Page MenuHomePhabricator

Use a bloom filter (or low-resolution hashing?) to reserve unique identifiers in a GDPR-compliant way with reasonable technical foundations
Open, WishlistPublic

Description

We generally want to avoid ever reissuing unique identifiers (usernames, instance names, email addresses, etc) because we run into a million kinds of different security and user confusion mess if we do.

Retaining these tokens is arguably at odds with the GDPR, which requires deletion of personally identifiable data. I suspect this won't actually hold up in court if it's ever tested -- probably all reasonable use, including ours, will be exempted as having a "lawful basis" (here, probably fraud/abuse prevention and security concerns).

How does GitHub delete your email address from all the repositories where it appears? How does Gmail delete your email address from all the inboxes it hosts? If I register "evanpriestley.com", can I compel the registrar to delete all evidence that I ever registered it because it's personally identifiable? Can I compel anyone running a Bitcoin node to destroy the blockchain because it contains the slanderous claim "epriestley likes zucchini"? Can I compel Twitch to unban my IP address after I run viewbots from it under the GDPR? I think the answer to all these questions is almost certainly "no", or "yes, the EU claims; in practice: no, of course not".

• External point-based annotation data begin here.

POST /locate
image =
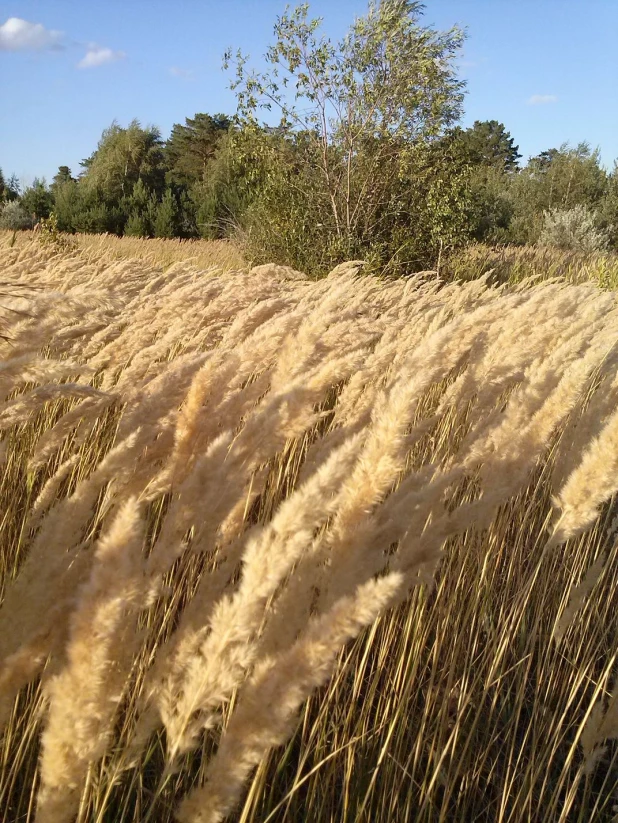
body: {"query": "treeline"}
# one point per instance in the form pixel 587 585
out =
pixel 367 161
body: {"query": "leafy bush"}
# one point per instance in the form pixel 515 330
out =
pixel 573 230
pixel 351 169
pixel 13 217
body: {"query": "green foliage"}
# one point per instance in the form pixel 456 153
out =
pixel 9 190
pixel 137 226
pixel 486 144
pixel 37 200
pixel 124 156
pixel 13 217
pixel 573 230
pixel 166 219
pixel 556 179
pixel 191 147
pixel 607 215
pixel 339 173
pixel 50 234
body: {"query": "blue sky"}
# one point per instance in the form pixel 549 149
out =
pixel 547 69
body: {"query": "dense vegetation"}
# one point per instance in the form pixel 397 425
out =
pixel 362 157
pixel 275 549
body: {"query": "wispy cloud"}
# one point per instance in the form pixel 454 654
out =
pixel 183 74
pixel 20 35
pixel 99 56
pixel 542 99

I generally suspect the GDPR will ultimately be "Cookie Law v2" -- a toothless piece of compliance busywork -- but we'll see. (If it actually has very sharp teeth, that's probably good for us, since we're generally very far on the extreme of data protection anyway.)

However, unique identifier reservation is a case where we could be more extreme. Generally, we'll retain the identifier in the original form and prevent re-reservation with a UNIQUE KEY.

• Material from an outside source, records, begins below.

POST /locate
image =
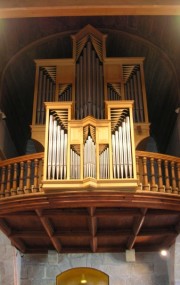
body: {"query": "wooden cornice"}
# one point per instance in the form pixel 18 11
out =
pixel 54 8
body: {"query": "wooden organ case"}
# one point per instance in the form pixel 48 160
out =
pixel 84 107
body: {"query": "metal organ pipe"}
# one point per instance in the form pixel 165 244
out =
pixel 75 164
pixel 89 158
pixel 89 82
pixel 104 164
pixel 57 150
pixel 121 151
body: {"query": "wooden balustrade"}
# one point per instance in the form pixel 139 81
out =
pixel 21 175
pixel 155 173
pixel 158 172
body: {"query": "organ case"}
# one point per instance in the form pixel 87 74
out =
pixel 89 153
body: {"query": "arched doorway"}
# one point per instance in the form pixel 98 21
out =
pixel 82 275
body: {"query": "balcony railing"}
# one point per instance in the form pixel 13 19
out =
pixel 155 173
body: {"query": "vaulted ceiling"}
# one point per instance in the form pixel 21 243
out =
pixel 156 38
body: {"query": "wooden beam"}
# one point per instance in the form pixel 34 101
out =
pixel 50 231
pixel 15 241
pixel 136 228
pixel 54 8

A step beyond this is to hash it, but for all identifiers we reasonably want to protect, a normal hash (e.g., SHA256) is effectively recoverable: the input domain of, e.g., reasonable instance names is very small, and you can reasonably recover all the identifiers by exhaustively hashing everything. I'm consequently hesitant to pursue this approach because it lacks any real technical foundation.

We could possibly give this approach a technical foundation by using a bloom filter -- or just dramatically lowering the resolution of the hash by reducing the number of bits we retain. e.g., if we use SHA256 but throw away all but the first 20 bits, we'll get piles and piles of collisions and some level of real deniability on the hash being reversible. (Low-resolution hashing probably gives us better tools to work with -- and is simpler -- than an actual bloom filter.)

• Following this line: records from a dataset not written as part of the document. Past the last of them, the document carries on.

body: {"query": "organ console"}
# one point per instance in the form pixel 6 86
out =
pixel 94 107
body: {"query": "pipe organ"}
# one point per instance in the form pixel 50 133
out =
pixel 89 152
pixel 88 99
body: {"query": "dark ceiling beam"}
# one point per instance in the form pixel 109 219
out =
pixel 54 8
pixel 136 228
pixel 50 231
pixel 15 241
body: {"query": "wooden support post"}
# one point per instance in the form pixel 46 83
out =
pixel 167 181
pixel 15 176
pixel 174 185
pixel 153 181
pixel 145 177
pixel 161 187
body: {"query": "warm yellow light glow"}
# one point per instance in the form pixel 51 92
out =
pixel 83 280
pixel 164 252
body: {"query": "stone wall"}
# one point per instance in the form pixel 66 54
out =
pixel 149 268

So the reservation algorithm would look like this:

  • Poorly hash the username and check the "tombstones" table. If it collides, reject it.
  • If it does not collide, continue normally.

The deletion algorithm would look like this:

  • Poorly hash the username and add it to the "tombstones" table, with the originating user PHID.
  • Remove the username from the user table.

The undeletion algorithm would look like this:

  • Ask for a new username.
  • Check for a tombstone other than the one with the user PHID.
  • Remove the tombstone for the user PHID.
  • Continue normally.

One cost is that every disabled user blocks tons of other valid usernames, but this is necessary for the hash to be plausibly irreversible. Another cost is that un-disabling users is a pain, but this is a requirement if we're plausibly destroying the data.

We could maybe make tombstoning identifiers like this optional.

I'd ideally like to see the EU actually assess damages against some company for, e.g., reserving usernames before spending time on this, since it strains the bounds of plausibility to me that individual concerns will be stronger than lawful basis concerns in the context of identifier reservation, but this is at least a reasonably sound technical approach which we could pursue without much disruption to anything.